During the Dawson County Chamber of Commerce's monthly luncheon Thursday, Georgia Department of Transportation project manager Robert Murphy outlined the plan to reshape Ga. 400 and Hwy. 53.

In a first for the state, the plan calls for a continuous flow intersection designed to move left-turning vehicles out of traffic's main flow by using a series of access roads and longer left-turn lanes both east and west on Hwy. 53.

The DOT began acquiring property for the $13 million renovation last fall.

"Most of the right-of-way we already own. We are in the right-of-way acquisition now," said Murphy, adding that the department is in the final design process with plans for review in August. "That would give us another six months to fine tune the project."

The concept also includes displaced left turn lanes on Ga. 400, which stop left turning traffic about 750 feet before the turn onto Hwy. 53.

When the left-turn signal turns green, motorists will drive across the oncoming lanes into new lanes on the far left side of the road. Another left-turn signal then will prompt drivers to complete the left turn.

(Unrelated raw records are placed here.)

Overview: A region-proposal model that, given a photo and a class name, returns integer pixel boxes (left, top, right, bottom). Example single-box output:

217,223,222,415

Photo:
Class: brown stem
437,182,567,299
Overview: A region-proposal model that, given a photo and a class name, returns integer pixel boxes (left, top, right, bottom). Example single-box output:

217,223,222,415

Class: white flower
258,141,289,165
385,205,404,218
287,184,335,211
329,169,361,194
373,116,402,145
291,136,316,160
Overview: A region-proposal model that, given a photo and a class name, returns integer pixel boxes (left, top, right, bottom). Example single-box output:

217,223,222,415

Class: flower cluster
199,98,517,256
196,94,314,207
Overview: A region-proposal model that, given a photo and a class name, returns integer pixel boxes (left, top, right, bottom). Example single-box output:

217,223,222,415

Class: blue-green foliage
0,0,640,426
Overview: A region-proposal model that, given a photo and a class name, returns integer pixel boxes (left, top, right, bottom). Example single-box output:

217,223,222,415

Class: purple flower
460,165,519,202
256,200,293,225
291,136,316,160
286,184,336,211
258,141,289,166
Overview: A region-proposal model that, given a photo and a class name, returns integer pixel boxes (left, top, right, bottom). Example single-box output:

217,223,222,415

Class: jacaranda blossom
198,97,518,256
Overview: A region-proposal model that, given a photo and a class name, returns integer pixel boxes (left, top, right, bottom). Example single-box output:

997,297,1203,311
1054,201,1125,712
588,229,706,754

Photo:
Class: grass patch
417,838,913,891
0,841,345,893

Hwy. 53 would essentially "continue to operate like it does now," Murphy said.

The project will not displace any businesses along the busy corridor, a concept Murphy said engineers were adamant about maintaining.

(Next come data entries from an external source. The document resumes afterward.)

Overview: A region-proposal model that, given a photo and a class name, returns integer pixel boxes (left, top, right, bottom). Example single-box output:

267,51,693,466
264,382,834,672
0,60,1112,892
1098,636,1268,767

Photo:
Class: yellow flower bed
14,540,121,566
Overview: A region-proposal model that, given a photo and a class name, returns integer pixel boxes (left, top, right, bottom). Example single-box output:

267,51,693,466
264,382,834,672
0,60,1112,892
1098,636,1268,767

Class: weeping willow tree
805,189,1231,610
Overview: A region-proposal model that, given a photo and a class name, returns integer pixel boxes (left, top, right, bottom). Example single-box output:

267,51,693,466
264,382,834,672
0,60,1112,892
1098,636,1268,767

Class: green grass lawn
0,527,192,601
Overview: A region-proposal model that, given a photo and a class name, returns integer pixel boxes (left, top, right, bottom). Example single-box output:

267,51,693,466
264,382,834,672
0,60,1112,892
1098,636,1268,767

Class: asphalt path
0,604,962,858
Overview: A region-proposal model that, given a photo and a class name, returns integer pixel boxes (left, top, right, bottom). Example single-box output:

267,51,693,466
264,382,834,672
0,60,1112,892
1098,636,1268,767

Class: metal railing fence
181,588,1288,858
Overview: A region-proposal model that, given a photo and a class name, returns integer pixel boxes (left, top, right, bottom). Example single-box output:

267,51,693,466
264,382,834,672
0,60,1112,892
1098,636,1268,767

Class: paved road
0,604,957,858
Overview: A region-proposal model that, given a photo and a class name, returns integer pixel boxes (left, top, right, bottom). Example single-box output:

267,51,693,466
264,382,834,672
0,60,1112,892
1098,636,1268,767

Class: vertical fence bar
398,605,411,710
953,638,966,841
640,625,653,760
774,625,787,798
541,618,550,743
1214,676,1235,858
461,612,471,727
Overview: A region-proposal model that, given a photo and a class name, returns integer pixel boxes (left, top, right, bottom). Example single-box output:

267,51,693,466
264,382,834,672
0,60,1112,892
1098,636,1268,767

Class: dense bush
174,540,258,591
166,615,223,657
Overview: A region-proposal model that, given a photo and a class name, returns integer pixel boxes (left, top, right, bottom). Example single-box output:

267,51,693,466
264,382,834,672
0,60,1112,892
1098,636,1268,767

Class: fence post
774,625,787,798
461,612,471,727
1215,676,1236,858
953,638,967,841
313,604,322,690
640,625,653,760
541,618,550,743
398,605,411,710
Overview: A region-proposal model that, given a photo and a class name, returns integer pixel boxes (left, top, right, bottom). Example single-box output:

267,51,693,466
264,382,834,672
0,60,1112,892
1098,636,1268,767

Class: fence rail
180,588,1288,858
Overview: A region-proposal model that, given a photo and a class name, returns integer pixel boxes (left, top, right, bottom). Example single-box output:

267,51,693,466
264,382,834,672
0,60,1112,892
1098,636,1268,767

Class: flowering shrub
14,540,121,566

"It's crucial that you have access to the businesses," he said.

Construction is expected to take 18 months to complete and would be staged so as not to disrupt traffic.

Based on a recent traffic analysis, an estimated 68,000 motorists will pass through the crossing daily by 2025. That's nearly two times the current volume.

Officials have said the design will allow more traffic through the intersection, improve visibility and lower pollution by thinning congestion. It's also less expensive than previous design ideas.

Among the previous options considered by the DOT were several styles of interchanges, "flyover" bridges and a roundabout.

At one point, the DOT estimated it would cost $120 million to build a full interchange.

"I think the DOT needs to do more speaking engagements like this in your communities," Murphy said. "We don't want to design it and not take your concerns into consideration."